1. The oxidation and decarburization of the surface of […]
1. The oxidation and decarburization of the surface of the workpiece during heating are completely eliminated, and a clean surface without a deteriorated layer can be obtained. This is highly relevant for the improvement of the cutting performance of the tool that only grinds one side during sharpening (such as the twisted surface of the grooved surface directly exposed to the cutting edge after the twist drill is ground).
2, no pollution to the environment, no need to carry out three waste treatment.
3. High degree of mechatronics. On the basis of the improvement of temperature measurement and control precision, workpiece movement, air pressure adjustment, power adjustment, etc. can be pre-programmed, and quenching and tempering are carried out according to the steps.
4. The energy consumption is significantly lower than that of the salt bath furnace. The modern and advanced graphite heater heating chamber is made of high-quality insulating material and insulated wall and barrier, which can concentrate the electric heating energy in the heating room, and the energy saving effect is remarkable.
5. The furnace temperature measurement and monitoring accuracy are obviously improved. The indication value of the thermocouple and the temperature of the furnace reach ±1.5 °C. However, the temperature difference between different parts of the workpiece in the furnace is large. If the lean gas is used for forced circulation, it can still be controlled within the temperature range of ±5 °c.
Degassing is a phenomenon in which the material slowly evaporates in the graphite heater and is the most important problem in the performance of the graphite heater. Any surface of a solid material may have a molecular layer formed by the deposition of gas and liquid. These molecular layers gradually evaporate due to the gradual decrease in pressure because the energy of these surfaces is less than the energy emitted by the graphite heater. Nitrogen, volatile solvents, and inert gases are degassed faster, and oil and water vapor continue to adhere to the surface and evaporate after a few hours. Porous materials, dust particles and other natural materials increase the surface area and may cause more outgassing. Radiation and temperature provide enough energy to get the absorbing molecules out of the surface. When the temperature of the furnace rises, molecules that adhere to the surface at low temperatures can be released. Therefore, as the temperature of the furnace increases, the degassing phenomenon will gradually increase.
The structure of the graphite heater, temperature control, heating process and furnace atmosphere will directly affect the quality of the graphite heater after production. In the forging furnace, increasing the temperature of the metal can reduce the melting resistance, but if the temperature is too high, it will cause grain oxidation or over-burning, which seriously affects the quality of the product in the graphite heater. During the heat treatment process, if the steel is heated to a point above the critical temperature and then suddenly cooled by cooling, the hardness and strength of the steel can be increased; if it is heated to a certain point below the critical temperature, it can be cooled slowly. Steel is more resilient.
In order to obtain a workpiece with a smooth surface and a precise size, or to reduce metal oxidation to protect the mold and reduce the machining allowance, various less oxidation-free furnaces can be used.

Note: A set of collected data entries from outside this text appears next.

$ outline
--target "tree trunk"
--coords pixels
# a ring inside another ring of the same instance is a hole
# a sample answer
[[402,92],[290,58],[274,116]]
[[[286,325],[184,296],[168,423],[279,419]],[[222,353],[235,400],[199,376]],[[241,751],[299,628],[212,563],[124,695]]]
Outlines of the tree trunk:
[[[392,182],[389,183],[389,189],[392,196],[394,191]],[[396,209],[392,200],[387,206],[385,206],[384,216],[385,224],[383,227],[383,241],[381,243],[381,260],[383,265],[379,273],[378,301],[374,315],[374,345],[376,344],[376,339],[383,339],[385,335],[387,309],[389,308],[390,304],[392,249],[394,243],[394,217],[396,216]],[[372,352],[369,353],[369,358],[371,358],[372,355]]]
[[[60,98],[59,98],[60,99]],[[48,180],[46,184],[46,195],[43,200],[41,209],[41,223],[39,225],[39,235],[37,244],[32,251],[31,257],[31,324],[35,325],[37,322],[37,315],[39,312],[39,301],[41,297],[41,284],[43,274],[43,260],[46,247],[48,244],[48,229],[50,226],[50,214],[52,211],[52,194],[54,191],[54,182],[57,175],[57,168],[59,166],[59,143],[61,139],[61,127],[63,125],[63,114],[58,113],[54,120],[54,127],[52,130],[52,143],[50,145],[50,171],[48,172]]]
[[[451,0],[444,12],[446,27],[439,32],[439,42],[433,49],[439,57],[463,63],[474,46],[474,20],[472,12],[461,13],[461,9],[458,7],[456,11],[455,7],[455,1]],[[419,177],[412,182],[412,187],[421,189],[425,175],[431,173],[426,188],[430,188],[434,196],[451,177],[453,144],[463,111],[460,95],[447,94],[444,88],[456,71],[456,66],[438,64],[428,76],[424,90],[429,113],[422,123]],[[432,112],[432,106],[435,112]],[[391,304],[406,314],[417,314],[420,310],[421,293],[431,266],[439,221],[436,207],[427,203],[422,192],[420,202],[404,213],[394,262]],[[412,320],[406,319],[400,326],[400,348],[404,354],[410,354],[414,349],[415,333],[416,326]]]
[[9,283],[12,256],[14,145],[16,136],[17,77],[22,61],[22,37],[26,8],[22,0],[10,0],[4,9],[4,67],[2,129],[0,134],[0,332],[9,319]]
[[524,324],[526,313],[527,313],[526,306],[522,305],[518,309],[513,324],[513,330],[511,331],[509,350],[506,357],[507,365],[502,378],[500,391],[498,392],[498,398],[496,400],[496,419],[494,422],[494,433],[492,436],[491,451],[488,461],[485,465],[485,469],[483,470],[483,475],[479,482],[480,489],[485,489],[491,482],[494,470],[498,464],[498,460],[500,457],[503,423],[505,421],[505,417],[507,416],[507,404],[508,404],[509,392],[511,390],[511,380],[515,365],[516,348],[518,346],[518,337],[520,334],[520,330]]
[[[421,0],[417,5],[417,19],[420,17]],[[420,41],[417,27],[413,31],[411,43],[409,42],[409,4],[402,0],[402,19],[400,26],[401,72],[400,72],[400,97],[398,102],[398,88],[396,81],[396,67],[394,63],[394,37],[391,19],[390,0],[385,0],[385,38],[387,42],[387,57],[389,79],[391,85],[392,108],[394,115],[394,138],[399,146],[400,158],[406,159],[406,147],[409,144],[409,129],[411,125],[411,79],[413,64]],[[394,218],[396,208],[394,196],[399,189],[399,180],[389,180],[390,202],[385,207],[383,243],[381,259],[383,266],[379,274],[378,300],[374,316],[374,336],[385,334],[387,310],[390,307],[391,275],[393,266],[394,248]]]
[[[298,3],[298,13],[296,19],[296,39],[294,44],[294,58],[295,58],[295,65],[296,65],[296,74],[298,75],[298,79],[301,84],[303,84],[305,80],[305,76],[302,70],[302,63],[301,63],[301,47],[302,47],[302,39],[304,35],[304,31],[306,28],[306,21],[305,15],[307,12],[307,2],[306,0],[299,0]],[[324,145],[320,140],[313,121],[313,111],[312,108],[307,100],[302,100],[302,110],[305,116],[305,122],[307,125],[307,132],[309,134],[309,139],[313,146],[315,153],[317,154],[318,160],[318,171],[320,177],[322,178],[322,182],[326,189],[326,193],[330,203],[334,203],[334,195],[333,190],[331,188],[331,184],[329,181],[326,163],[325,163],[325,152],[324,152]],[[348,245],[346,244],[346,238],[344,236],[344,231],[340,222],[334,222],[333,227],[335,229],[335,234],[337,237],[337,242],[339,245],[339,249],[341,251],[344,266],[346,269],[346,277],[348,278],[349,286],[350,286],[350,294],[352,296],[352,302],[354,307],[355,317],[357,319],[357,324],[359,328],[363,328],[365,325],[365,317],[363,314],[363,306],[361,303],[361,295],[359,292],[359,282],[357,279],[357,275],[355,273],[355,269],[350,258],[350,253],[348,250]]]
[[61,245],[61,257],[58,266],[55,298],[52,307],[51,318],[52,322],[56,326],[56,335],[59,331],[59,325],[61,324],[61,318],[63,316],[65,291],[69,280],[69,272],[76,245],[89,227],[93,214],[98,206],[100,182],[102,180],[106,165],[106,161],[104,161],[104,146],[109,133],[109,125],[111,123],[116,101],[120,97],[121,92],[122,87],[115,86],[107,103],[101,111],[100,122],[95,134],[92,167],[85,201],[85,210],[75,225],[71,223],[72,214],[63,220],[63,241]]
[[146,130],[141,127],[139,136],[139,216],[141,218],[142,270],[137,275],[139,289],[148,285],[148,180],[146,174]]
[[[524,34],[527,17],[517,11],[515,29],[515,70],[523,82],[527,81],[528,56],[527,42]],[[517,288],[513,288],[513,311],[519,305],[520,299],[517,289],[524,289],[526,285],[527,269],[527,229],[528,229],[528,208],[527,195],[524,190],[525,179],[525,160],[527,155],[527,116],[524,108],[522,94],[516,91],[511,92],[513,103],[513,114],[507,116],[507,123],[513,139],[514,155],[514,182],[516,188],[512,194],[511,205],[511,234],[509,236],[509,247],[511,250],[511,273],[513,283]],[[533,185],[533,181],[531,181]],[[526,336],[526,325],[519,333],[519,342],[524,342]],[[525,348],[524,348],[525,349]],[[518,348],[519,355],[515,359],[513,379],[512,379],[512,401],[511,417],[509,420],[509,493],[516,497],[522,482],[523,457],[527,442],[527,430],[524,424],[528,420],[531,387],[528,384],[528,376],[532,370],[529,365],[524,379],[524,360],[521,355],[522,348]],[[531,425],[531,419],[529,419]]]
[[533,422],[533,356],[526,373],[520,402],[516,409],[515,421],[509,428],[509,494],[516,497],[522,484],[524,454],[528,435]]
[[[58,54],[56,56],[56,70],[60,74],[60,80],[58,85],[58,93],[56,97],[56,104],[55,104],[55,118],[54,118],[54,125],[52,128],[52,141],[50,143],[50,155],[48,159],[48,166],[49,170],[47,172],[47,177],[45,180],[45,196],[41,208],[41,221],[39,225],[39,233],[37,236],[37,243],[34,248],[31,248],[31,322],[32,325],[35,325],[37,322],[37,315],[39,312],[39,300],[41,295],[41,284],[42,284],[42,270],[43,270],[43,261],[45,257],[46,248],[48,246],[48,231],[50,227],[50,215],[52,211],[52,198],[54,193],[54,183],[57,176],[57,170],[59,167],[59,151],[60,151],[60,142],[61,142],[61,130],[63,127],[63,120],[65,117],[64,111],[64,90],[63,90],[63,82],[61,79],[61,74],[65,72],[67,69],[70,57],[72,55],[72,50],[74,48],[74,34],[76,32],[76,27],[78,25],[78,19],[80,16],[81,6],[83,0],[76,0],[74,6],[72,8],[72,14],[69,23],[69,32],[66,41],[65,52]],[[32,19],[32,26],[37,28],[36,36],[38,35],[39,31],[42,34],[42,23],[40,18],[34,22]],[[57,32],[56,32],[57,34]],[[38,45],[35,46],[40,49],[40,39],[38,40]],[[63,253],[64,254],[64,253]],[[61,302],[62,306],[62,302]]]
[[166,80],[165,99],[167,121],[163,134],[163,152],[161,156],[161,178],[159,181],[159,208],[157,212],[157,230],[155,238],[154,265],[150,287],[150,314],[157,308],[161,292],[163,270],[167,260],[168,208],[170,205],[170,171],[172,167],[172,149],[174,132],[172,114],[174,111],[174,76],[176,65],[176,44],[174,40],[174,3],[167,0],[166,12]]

In the open flameless oxidation-free heating furnace, incomplete combustion of the fuel is used to generate a reducing gas, and heating the workpiece therein can reduce the oxidation loss rate to 0.6% or less. High-purity graphite refers to graphite powder with a carbon content of 99.9% or more. This high-carbon graphite with high carbon content has good electrical conductivity, lubricating properties, high temperature resistance and wear resistance. High-purity graphite has good plasticity, and the use of high-purity graphite can be processed into various conductive materials.
The use of high-purity graphite has an important performance in the industrial production field. High-purity graphite is used in the industrial production fields of electricity, lubrication, metallurgy, etc. In the production of high-purity graphite, the content of impurities should be strictly controlled from the raw material, and the low ash content should be selected. Raw materials and prevent impurities from increasing as much as possible during the production process. However, the reduction of impurities to the extent required is primarily in the graphitization process. Graphitization is carried out at a high temperature, and oxides of many impurity elements will decompose and evaporate at such high temperatures. The higher the temperature of graphitization, the more impurities are discharged, and the higher the purity of the produced high-purity graphite products. The high-purity graphite application utilizes its good electrical conductivity, lubricating properties, and high temperature resistance.
The high purity and low impurity of high-purity graphite depend on the perfect production process and production equipment. The high-purity graphite produced by Qingdao Huatai Graphite has a carbon content of over 99.9% and an impurity content of less than 0.05%. Our colloidal graphite, nano-graphite, high-purity graphite, ultra-fine graphite powder and other graphite powder products are widely used in chemical, petroleum and lubrication industries. High-purity graphite powder is used in processing and manufacturing electric heating elements, structural casting molds, and smelting high-purity metals. Niobium, high purity graphite crucibles, semiconductor materials, etc.